Iqbal was initially arrested after he posted an ISIS propaganda video in March from 2015 that featured a dead body. It was viewed more than 200 times. Police only uncovered the video of the Southbank Centre, a complex of theatres and arts venues in central London, when they examined his phone.

Prosecutors said he spent more than an hour in the area and his camera lingered over traffic crossing Waterloo Bridge, one of the capital’s busiest.

The area of arts venues on the south bank of the River Thames is popular with tourists and a magnet for London workers.

In the footage recorded during his time in the area, Iqbal said: “This is my spot Akhi (brothers). Central London. Attack, attack.”

The WhatsApp group included a preacher known as Abu Haleema, who was reportedly associated with Anjem Choudary.

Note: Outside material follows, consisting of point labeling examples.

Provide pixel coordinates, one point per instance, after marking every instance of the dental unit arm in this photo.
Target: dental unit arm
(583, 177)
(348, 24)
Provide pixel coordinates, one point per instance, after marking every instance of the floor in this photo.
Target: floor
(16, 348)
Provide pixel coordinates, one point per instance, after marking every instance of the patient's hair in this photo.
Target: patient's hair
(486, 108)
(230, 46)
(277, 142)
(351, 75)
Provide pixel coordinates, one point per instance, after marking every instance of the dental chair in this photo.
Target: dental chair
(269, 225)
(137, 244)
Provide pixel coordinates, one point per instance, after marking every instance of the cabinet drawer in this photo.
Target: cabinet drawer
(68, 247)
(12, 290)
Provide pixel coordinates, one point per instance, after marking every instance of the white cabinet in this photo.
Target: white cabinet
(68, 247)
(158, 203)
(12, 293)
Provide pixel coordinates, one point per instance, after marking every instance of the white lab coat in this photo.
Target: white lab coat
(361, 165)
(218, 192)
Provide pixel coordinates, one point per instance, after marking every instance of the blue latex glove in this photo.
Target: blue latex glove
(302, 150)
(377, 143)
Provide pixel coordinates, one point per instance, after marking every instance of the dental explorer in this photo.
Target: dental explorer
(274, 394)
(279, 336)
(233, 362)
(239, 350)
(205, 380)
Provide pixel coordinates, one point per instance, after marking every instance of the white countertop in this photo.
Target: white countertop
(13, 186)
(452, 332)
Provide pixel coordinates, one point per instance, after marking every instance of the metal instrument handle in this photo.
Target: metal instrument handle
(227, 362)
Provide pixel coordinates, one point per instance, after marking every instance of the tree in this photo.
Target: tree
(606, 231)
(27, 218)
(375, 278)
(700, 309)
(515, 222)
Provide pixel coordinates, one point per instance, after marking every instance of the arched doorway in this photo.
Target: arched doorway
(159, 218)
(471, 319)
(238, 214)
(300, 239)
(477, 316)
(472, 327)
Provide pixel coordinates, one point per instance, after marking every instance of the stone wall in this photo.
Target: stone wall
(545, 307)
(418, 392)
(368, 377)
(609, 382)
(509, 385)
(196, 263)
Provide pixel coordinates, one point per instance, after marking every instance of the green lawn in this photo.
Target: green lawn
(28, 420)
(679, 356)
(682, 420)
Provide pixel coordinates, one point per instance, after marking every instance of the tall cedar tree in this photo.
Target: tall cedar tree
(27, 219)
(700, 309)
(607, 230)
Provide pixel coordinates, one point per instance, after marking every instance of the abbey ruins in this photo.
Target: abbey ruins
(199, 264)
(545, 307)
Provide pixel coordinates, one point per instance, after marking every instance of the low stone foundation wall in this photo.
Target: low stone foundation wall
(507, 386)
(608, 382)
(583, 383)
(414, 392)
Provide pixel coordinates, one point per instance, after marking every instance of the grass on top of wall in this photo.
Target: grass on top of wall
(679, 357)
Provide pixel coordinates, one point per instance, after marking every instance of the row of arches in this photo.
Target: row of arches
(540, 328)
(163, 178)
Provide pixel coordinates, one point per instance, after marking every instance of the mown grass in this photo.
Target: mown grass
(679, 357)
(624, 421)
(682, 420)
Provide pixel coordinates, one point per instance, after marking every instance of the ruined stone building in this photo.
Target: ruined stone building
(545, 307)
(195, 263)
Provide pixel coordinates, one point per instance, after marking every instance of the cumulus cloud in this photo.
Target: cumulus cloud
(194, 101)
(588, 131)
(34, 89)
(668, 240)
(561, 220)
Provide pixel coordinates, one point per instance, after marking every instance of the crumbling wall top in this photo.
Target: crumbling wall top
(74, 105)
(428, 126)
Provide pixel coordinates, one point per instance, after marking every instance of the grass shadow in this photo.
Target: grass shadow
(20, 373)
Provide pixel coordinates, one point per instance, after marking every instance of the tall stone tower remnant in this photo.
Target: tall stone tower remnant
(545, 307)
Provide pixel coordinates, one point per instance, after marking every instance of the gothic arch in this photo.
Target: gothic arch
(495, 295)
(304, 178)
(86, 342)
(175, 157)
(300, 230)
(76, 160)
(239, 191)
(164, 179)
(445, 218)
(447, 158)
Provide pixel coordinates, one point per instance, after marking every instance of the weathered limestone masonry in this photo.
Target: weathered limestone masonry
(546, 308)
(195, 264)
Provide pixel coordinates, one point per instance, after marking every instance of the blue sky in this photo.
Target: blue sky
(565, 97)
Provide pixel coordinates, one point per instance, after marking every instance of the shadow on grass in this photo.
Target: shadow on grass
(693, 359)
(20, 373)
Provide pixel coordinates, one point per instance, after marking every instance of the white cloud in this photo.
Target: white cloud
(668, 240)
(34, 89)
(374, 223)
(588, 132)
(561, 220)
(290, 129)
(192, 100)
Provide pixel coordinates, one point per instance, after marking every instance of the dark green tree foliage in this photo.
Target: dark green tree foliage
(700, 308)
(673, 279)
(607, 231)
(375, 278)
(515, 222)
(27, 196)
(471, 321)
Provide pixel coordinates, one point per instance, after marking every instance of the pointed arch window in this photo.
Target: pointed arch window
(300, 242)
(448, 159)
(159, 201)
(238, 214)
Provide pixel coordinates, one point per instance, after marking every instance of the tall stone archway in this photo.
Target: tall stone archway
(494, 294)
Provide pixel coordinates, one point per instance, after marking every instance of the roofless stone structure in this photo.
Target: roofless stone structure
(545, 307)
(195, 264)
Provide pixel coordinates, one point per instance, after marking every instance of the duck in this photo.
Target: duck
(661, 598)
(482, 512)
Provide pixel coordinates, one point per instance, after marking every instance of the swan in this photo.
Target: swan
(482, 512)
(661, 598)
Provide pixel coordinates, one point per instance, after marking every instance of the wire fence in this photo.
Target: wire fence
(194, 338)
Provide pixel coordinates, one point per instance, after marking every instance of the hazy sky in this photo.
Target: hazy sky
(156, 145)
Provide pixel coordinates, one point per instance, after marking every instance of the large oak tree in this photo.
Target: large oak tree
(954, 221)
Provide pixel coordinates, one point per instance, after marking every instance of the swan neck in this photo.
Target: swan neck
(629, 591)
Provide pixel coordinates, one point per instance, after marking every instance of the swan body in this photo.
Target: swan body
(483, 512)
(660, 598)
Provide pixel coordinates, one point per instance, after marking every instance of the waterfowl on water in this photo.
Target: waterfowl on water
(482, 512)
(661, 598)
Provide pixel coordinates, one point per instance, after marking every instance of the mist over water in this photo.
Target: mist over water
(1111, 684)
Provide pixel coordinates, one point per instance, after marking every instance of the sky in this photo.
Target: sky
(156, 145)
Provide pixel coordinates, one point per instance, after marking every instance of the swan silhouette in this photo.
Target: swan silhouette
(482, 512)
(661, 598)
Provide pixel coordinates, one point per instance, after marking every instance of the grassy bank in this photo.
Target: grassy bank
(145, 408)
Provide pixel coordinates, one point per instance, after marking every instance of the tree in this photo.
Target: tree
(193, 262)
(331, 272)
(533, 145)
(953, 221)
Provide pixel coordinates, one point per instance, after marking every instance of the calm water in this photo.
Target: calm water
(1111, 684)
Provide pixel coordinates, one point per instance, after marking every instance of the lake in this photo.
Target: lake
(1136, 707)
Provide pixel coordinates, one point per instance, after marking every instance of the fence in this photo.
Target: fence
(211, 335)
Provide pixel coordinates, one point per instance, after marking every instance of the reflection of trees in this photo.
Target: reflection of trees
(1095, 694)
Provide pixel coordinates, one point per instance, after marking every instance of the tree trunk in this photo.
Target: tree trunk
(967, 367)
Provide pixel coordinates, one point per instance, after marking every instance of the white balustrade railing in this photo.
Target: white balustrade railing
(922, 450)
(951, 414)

Choudary is considered one of the UK’s most dangerous radicalisers because of his links to terrorist suspects and for encouraging Britons to travel to fight in Iraq and Syria. Choudary was released in 2018 from a five-and-a-half-year prison sentence for supporting ISIS.

Haleema also had links to Khuram Butt, one of three attackers who killed eight people close to London Bridge during one of a series of Islamist attacks in the UK in 2017.

Iqbal denied the charges and claimed he posted the Facebook video when he was high on drugs.

Commander Richard Smith, head of counter-terrorism for the Met Police in London, said: “Shehroz Iqbal is a volatile man with an extremist mindset who has now been brought to justice.”